With wintry conditions forecast this week, the Department of Infrastructure is coordinating efforts to keep the Island moving.
The Isle of Man Met Office is warning of a cold snap for the next few days, with a risk of ice on high ground as temperatures drop below zero.
In response, the Department is ready to deploy its bulk gritters to help maintain safe driving conditions on primary routes.
Priority is given to roads that carry the heaviest traffic, as well as key bus routes and roads to hospitals, fire stations and schools. Details of winter gritting routes are highlighted on the Government website at www.gov.im/gritting
Officers from DOI’s Highway Services Division liaise with the Met Office when adverse weather is forecast. Warnings of sub-zero conditions, ice and frost act as a trigger for discussions about which locations to grit.
Roads are usually treated after the evening rush hour or from 5am before the morning commute. Grit is spread before ice and frost forms to try to prevent roads becoming treacherous.
People are encouraged to take responsibility for driveways and footpaths outside their own properties. Grit is free to collect from the Island’s civic amenity sites and from 850 salt bins placed in residential areas and strategic locations around the Island.
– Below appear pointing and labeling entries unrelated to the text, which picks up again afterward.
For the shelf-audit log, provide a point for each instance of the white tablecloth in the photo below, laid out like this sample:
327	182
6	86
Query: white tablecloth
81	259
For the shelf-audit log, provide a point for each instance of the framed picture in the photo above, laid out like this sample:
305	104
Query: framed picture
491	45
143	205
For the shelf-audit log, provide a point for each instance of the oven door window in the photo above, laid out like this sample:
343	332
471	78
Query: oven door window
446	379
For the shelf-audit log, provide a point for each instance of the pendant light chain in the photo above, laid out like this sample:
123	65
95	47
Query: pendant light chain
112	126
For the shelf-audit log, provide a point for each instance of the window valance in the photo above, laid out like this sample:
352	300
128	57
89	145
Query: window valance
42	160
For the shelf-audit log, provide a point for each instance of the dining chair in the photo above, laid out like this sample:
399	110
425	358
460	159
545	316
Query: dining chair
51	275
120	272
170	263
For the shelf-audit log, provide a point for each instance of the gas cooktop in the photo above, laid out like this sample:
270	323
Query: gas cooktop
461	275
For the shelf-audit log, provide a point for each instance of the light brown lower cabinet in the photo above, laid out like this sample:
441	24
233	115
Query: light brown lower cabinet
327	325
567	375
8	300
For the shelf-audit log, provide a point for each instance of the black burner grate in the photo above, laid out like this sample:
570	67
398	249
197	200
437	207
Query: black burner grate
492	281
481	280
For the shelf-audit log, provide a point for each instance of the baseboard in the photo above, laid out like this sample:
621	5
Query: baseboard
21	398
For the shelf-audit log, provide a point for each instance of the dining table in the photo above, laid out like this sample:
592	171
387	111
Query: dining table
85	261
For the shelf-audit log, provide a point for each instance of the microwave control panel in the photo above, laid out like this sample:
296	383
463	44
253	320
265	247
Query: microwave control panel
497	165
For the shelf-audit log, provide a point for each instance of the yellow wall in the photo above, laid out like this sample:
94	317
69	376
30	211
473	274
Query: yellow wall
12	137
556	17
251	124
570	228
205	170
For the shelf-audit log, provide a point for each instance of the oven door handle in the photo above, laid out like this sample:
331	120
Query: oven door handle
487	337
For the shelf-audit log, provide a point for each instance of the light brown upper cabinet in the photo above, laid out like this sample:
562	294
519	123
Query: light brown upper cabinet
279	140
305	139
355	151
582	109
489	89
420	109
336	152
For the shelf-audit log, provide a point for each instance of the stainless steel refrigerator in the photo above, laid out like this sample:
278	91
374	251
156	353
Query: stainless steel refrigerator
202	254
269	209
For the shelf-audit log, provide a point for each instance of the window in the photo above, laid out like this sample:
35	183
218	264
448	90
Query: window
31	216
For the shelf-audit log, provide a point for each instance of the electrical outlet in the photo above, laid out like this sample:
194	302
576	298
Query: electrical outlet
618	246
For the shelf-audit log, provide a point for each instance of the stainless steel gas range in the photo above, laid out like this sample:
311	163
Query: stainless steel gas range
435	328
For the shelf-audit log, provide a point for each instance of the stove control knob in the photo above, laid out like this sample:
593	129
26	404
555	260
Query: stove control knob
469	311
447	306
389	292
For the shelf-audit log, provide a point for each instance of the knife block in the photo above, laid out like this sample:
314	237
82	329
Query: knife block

Infrastructure Minister Ray Harmer MHK said:
‘The winter months bring freezing temperatures and challenging driving conditions. The Department’s gritting crews are sent out at night or during the early hours of the morning during bad weather to pre-treat roads around the Island. This is an important part of our work to keep people safe and to reduce the number of accidents.’
David Anderson MLC, DOI Member with responsibility for Highway Services, added:
‘The Department prioritises strategic routes to assist the largest number of people first, as it is not possible to treat the entire network. Motorists should always take care and drive according to the conditions, as even treated roads may not be entirely free from ice. In difficult conditions people are advised to use the main routes where possible, slow down and allow extra time for their journey.’